Ma l’emergenza rifiuti non era stata risolta?
Campo Libero e Sinistra Svegliati: «Fallimentare la gestione in Campania»

 

Napoli, 28 settembre 2010 - «Ci risiamo. Ancora una volta siamo costretti ad assistere al fallimento delle politiche sui rifiuti della Campania. Con la differenza che adesso è di nuovo evidente a tutti i cittadini: la propaganda politica e la strategia della tensione non danno più i risultati che ci si attendeva». Lo denunciano l’associazione politico-culturale Campo Libero e Sinistra Svegliati. Dopo mesi di silenzio, in questi ultimi giorni si è tornato a parlare di “monnezza”, problema che fino a questo momento sembrava assopito, quasi fosse stato risolto. Invece, oggi, dopo i proclami dell’attuale governo sul “miracolo” in appena cento giorni di gestione, si assiste di nuovo con chiara evidenza alla fallimentare gestione dell’emergenza rifiuti affidata al sottosegretario Guido Bertolaso. Le province, in particole quella di Napoli, a cui è stato affidato il compito di gestire il ciclo integrato dei rifiuti, in dieci mesi non ha messo in atto le opportune strategie per un’adeguata gestione dello smaltimento, giungendo all’ennesima emergenza che sta di nuovo minando la salute dei cittadini.

Non si può continuare ad immaginare che i rifiuti vengano smaltiti portando ad esaurimento la capienza delle attuali discariche e paventando l’apertura di una nuova discarica all’interno del parco del Vesuvio, senza programmare, con uno sforzo corale, un’adeguata raccolta differenziata.
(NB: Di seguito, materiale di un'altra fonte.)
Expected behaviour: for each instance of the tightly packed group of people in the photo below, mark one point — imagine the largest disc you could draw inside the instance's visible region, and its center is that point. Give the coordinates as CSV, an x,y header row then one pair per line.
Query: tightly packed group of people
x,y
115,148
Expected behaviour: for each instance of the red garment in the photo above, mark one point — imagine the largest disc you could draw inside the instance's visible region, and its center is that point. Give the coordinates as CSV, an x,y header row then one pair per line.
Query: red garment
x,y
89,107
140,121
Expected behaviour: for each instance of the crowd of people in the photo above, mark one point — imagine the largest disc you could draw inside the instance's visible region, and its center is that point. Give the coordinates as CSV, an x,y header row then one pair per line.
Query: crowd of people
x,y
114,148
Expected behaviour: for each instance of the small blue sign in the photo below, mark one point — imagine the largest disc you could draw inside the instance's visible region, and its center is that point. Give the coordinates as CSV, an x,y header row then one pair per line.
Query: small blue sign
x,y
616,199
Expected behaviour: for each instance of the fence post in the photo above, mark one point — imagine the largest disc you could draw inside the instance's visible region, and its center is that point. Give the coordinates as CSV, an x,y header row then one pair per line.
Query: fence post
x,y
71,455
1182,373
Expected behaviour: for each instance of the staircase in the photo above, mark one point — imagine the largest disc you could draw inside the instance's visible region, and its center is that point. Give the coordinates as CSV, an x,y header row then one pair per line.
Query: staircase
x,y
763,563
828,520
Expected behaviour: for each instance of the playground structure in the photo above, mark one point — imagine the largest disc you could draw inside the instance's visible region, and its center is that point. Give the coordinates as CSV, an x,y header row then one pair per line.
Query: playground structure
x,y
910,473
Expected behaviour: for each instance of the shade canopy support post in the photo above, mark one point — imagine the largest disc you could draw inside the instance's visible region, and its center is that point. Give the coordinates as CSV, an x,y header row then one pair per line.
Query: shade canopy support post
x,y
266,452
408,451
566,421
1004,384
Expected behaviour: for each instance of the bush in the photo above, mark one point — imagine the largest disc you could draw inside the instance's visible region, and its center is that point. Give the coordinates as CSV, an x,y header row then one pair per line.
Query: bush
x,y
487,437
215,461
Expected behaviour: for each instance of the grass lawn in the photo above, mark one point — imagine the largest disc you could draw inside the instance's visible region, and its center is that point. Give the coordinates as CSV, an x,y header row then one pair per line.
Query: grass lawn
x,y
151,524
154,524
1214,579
Senza un’efficiente raccolta differenziata e un adeguato trattamento delle frazioni di umido non è possibile cominciare quel percorso imprescindibile affinché la nostra Regione possa essere considerata anche dall’Unione Europea “ecologicamente corretta”. Non possiamo consentire che le politiche ambientali diventino, ad ogni scadenza elettorale, vessillo per criminalizzare una parte della politica e propagandare soluzioni irrealizzabili che, alla fine, si ripercuotono solo sulla salute dei cittadini e dell’ambiente.